On appeal, the Second Circuit took up the issue of trademark use and rejected the district court’s analysis and reliance upon 1-800 Contacts, finding the facts alleged by Rescuecom to be distinguishable from the facts in the 1-800 Contacts case. First, the court noted that the defendants in 1-800 Contacts had not actually sold a trademark as an ad trigger. Rather, the trigger was plaintiff’s non-trademarked website address. Second, the advertisements at issue in 1-800 Contacts were triggered based on the commercial category of the website or the search term used. It was not actually possible to purchase a specific trademark as an ad trigger. Rather, if a user were to visit the 1-800 Contacts website, pop-up ads for a competitor might appear based on the categorization of the 1-800 Contacts website as an eye care provider, not because a competitor specifically purchased the 1-800 Contacts website as an ad trigger.
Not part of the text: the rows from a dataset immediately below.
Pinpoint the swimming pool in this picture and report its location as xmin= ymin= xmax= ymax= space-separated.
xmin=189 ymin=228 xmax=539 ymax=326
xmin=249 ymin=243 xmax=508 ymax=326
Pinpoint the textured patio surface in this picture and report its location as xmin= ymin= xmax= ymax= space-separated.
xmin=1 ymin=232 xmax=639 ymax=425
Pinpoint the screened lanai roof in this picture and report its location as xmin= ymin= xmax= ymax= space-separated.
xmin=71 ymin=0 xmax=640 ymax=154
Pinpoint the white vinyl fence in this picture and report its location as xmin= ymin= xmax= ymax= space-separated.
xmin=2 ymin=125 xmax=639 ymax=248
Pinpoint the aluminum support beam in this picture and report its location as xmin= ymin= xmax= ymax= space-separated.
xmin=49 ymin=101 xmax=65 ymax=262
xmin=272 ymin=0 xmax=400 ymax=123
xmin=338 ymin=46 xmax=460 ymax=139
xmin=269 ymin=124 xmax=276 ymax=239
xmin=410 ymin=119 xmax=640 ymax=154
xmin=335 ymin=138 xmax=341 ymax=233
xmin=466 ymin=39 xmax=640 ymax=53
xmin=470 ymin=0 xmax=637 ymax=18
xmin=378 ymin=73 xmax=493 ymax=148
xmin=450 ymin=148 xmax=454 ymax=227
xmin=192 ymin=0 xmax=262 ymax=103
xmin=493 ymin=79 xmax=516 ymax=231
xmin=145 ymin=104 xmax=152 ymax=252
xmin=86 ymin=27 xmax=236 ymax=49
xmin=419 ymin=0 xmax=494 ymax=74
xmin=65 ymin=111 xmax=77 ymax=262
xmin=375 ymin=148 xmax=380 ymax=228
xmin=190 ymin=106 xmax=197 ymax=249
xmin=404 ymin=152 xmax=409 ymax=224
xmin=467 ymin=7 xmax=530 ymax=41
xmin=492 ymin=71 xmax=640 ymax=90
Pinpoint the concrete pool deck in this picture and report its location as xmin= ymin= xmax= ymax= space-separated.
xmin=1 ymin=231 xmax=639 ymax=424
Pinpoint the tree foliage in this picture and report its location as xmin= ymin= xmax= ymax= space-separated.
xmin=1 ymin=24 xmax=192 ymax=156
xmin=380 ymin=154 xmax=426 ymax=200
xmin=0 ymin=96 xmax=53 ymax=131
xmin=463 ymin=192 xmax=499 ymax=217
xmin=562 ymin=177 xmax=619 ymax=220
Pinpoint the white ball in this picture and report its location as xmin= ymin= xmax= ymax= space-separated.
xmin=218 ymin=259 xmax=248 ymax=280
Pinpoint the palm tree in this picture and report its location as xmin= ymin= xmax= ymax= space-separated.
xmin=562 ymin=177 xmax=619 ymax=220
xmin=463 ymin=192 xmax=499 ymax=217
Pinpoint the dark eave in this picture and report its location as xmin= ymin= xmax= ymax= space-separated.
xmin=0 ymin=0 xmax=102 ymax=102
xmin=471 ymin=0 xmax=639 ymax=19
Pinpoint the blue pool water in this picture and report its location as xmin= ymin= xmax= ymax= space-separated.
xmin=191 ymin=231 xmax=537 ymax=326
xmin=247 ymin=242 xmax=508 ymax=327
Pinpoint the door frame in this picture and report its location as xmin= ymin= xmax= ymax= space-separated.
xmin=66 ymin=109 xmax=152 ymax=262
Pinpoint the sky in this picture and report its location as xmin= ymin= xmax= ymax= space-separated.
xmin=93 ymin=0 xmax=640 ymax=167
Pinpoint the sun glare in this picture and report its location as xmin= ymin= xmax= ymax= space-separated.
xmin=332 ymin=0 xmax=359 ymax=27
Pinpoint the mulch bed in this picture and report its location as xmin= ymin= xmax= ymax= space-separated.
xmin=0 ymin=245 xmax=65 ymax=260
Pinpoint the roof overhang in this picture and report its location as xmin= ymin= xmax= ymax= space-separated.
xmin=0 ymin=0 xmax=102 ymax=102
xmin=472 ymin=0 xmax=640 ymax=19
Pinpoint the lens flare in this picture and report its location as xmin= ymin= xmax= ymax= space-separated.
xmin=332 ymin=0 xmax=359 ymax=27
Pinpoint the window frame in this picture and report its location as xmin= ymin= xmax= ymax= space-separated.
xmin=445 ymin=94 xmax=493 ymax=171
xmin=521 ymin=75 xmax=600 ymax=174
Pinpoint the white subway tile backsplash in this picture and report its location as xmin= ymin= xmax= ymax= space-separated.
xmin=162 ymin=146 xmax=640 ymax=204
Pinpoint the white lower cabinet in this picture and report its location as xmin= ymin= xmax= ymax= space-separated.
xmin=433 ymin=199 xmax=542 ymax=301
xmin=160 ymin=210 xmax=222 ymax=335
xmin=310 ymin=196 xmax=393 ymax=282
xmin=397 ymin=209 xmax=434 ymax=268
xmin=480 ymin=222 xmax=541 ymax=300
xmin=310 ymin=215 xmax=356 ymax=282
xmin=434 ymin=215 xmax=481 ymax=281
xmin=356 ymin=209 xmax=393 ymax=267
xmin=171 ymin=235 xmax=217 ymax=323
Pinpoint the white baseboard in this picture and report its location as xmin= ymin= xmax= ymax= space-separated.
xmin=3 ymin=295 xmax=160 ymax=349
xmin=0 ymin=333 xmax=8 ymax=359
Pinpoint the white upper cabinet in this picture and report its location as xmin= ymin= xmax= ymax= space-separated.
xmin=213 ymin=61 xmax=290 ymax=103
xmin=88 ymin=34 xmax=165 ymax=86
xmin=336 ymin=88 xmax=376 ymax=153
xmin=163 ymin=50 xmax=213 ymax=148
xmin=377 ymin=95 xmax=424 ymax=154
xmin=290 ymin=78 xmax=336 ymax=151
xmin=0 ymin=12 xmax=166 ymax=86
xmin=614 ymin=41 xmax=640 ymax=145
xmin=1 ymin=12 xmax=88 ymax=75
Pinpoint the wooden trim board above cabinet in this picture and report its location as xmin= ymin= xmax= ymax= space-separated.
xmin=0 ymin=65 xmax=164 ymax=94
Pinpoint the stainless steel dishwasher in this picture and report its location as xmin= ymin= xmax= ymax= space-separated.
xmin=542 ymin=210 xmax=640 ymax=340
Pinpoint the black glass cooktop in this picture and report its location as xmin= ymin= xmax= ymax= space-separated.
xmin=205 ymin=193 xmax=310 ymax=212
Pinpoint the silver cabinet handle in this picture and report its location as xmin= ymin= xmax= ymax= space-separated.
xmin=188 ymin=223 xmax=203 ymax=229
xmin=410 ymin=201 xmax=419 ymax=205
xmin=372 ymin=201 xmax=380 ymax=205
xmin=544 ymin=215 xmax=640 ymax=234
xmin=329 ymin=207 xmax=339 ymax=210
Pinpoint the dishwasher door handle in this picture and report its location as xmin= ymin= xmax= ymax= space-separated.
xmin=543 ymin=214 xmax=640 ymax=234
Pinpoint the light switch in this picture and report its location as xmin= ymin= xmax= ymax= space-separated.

The court further focused on the fact that Google, through its Keyword Suggestion Tool, was alleged to have actually encouraged the purchase of Rescuecom’s trademark as a keyword. For the Second Circuit, this all added up to Google’s use in commerce of the Rescuecom trademark.
Ultimately, this represents a significant narrowing of the Second Circuit’s 1-800 Contacts decision. Absent a clearly analogous fact pattern, it is not clear that search engine providers or advertisers can rely on that decision as a basis to obtain an early dismissal of claims of infringement on the grounds of trademark use. What remains to be seen, however, is how courts will deal with the merits in cases of this type. The Second Circuit made it clear in the Rescuecom case that it was not ruling on the merits and that it was not assessing whether Google’s AdWords program caused a likelihood of confusion. Given that a consumer may never actually see the allegedly infringed trademark in cases of this type, a crucial point of development will be how courts deal with assessing the likelihood of confusion. Open questions remain as to whether courts will apply a traditional, multifactor likelihood of confusion test, or whether courts will develop different approaches for these unique circumstances. How the district court in Rescuecom deals with these issues on remand may provide further insight into these issues.